The defendant, as before stated, sets up a counterclaim and seeks to recover the amount of the payment made by the Commissioner on the plaintiff's claim for refund. In support of the counterclaim it is urged that the Commissioner had no authority to make this payment, as no- claim for refund was filed until after the expiration of the period of limitations and the payment was not made until still later. We do not find it necessary to determine whether the Commissioner had authority to pay the refund or any part of it after the statute of limitations had run. The existence of plaintiff's claim did not depend upon the filing of a claim for refund. The claim arose from the fact that plaintiff had overpaid its tax. The statutory requirement that a claim for refund should be filed and also the limitations on the- time when suit might be brought are simply conditions required by the sovereign government to exist before suit could be begun on the claim, and have nothing to do with the validity of the claim. Nor did the validity of plaintiff's claim at all depend on the authority of the Commissioner to make the payment. All of these matters are merely statutory provisions, which at most only pertain to the right of the plaintiff to bring suit, and which Congress could repeal or change at any time, and thereby without in any way affecting the nature of the claim itself enable plaintiff- to recover by suit the balance of the overpayment. The situation is analogous to a case where a person holding a claim which is valid but barred by the statute of limitations receives payment from the party against whom the claim is held. The statute barred the remedy but did not extinguish the liability. Plaintiff received this payment on a claim which had not been extinguished, and, having so received it, the amount received became its property. We know of no theory upon which the government can claim that this money is due it. The fact that the plaintiff could not have recovered it by suit, as we have shown, does not defeat its right to keep it, which is founded on a just claim against the government. The counterclaim therefore cannot be sustained.

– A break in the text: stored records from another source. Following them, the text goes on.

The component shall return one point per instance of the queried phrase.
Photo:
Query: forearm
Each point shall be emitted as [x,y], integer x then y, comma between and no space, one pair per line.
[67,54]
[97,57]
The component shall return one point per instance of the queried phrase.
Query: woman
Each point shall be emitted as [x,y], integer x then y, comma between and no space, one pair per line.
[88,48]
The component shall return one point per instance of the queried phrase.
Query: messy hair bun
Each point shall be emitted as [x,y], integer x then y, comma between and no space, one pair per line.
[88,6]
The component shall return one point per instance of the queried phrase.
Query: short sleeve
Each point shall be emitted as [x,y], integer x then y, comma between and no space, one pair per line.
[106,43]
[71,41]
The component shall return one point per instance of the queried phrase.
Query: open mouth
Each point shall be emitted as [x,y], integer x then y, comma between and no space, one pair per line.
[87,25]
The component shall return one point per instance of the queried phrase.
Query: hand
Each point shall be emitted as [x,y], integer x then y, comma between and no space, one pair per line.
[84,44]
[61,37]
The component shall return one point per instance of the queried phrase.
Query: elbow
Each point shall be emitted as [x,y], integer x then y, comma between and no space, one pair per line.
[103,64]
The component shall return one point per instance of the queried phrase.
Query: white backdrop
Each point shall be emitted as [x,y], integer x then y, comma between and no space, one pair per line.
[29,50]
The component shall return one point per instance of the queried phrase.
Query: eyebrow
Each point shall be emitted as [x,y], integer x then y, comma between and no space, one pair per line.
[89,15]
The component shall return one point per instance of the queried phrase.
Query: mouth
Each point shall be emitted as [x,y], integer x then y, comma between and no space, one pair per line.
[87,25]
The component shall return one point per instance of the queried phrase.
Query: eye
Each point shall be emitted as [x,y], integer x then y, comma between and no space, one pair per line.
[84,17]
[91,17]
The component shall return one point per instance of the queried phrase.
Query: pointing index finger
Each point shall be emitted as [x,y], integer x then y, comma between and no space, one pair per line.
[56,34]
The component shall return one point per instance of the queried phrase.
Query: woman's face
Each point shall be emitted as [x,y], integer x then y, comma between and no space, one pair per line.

It will be observed that a peculiar situation has arisen in the case. We have held that the government was prevented from applying any of the overpayment upon the taxes of previous years by the statute of limitations. We have also held that the amount which the government undertook to so apply could not be recovered by plaintiff by reason of the statutory provisions requiring the filing of a claim for refund within a given time. But, while the court has felt constrained to apply these arbitrary rules of statutory law, the final result is that abstract justice is done, in that the government has received the amount of the taxes due it in all the period involved in the case, and the plaintiff has paid no more than it justly owed, and is permitted to retain the balance of its overpayment after these taxes have been settled. While the court is not influenced in the least by this result in coming to its decision, it can view the outcome with entire equanimity.
The petition and counterclaim must be dismissed, and it is so ordered.
BOOTH, Chief Justice, and WILLIAMS, Judge, concur.